Незагрош Удавьевич нахмурился и, пробормотав что-то вроде: «И вот как с такими дело иметь?» – покачиваясь, направился к выходу.
Сударый снова сел и провел рукой по вспотевшему лбу.
– Еще раз спасибо тебе, Персефоний. Если бы не ты…
– Спасибо скажите той особе, которая согласилась на свидание со мной! – откликнулся упырь. – Это была одна из рукомоевских служанок. Подъезжаю я к их дому на извозчике – одет, как денди, грудь колесом, а в доме гвалт, скандал. Еле дождался я свою визави, только когда в доме перестали посуду бить. Ну, натурально, ни о какой романтике речи уже не было, поболтали минутку и расстались. И вдруг вижу: выныривают из дома двое в масках – и в самовоз. Любопытно мне стало, я за ними – и до самого ателье проследил. Однако вы мне вот что скажите: как позволили скрутить себя?

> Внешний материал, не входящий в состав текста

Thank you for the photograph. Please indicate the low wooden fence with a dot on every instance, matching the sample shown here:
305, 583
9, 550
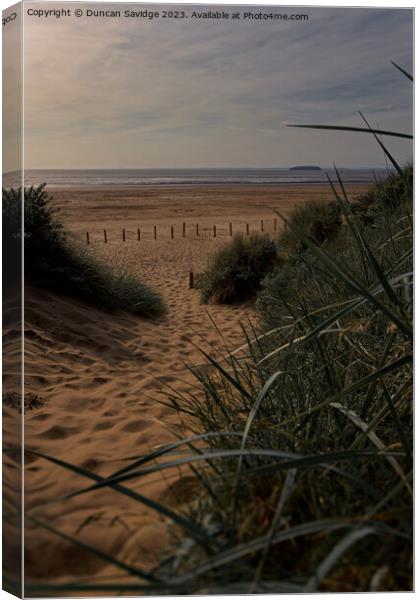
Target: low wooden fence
183, 231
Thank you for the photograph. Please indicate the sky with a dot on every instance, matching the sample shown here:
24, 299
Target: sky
133, 93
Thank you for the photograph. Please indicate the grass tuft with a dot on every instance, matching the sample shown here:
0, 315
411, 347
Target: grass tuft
234, 273
53, 261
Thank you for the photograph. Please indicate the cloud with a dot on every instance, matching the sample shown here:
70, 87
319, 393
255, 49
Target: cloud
128, 93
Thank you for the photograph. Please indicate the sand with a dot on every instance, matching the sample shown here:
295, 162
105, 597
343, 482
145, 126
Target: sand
99, 377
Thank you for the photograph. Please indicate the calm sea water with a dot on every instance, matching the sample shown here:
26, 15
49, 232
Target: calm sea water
138, 177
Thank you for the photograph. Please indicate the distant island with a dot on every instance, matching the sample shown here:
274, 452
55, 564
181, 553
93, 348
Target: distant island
305, 168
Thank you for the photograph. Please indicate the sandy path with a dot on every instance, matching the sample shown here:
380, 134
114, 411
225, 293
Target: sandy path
99, 375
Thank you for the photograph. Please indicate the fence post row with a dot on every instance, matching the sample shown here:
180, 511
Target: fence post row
184, 231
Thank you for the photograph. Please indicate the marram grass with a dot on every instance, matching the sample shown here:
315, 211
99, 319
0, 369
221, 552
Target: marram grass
302, 437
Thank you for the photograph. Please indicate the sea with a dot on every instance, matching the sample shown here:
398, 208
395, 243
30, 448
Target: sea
188, 177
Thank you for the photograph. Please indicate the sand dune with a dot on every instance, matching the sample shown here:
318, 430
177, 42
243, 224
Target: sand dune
99, 376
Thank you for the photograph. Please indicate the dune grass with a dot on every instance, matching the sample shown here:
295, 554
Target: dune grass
235, 272
53, 261
302, 438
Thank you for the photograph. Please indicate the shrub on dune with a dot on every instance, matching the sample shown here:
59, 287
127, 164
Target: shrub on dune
235, 272
53, 261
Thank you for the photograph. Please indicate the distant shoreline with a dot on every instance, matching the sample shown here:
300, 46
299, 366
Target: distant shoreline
167, 186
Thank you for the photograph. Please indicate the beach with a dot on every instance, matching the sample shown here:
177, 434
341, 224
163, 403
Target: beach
103, 379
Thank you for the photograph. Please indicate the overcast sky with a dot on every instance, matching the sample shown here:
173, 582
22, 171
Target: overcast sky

Столько времени борьбой занимаемся, а тут…
– С завтрашнего дня усилим тренировки. Так, значит, ты от служанки узнал, что творится на портрете?
– Да, хотя, по правде сказать, еще вечером предположил. Пока вы замеры проводили, я уже приметил, как они все, улыбаясь, друг на друга поглядывали…
Сударый и Персефоний не собирались тревожить Вереду известием о ночном происшествии, но совершенно замолчать случившееся уже не представлялось возможным. Утром в «Обливионе» господин Кренделяки лично подошел к Сударому и поинтересовался судьбой налетчиков, пытавшихся ограбить ателье. Оптографу пришлось на ходу выдумать короткую батальную историю, которая заставила Кренделяки прийти к выводу о том, как хорошо иметь в работниках упыря.
Какие-то слухи дошли и до Вереды, пришлось ей все рассказать. История, конечно, взволновала девушку, однако она не поддалась эмоциям и трезво рассудила, что оптопластину надо надежно спрятать.
– Не исключено, что Рукомоевы постараются ее выкрасть или уничтожить – хотя бы путем поджога.
– По-моему, ты преувеличиваешь, Вереда, – сказал Сударый, но потом вспомнил секретаря губернатора с ножом в руках и добавил: – Однако подстраховаться не мешает.
– Я могу ее у себя в гробу спрятать, – щедро предложил Персефоний.
– Или вот сюда, – сказала Вереда, указывая на коробочку, только сегодня появившуюся у нее на столе.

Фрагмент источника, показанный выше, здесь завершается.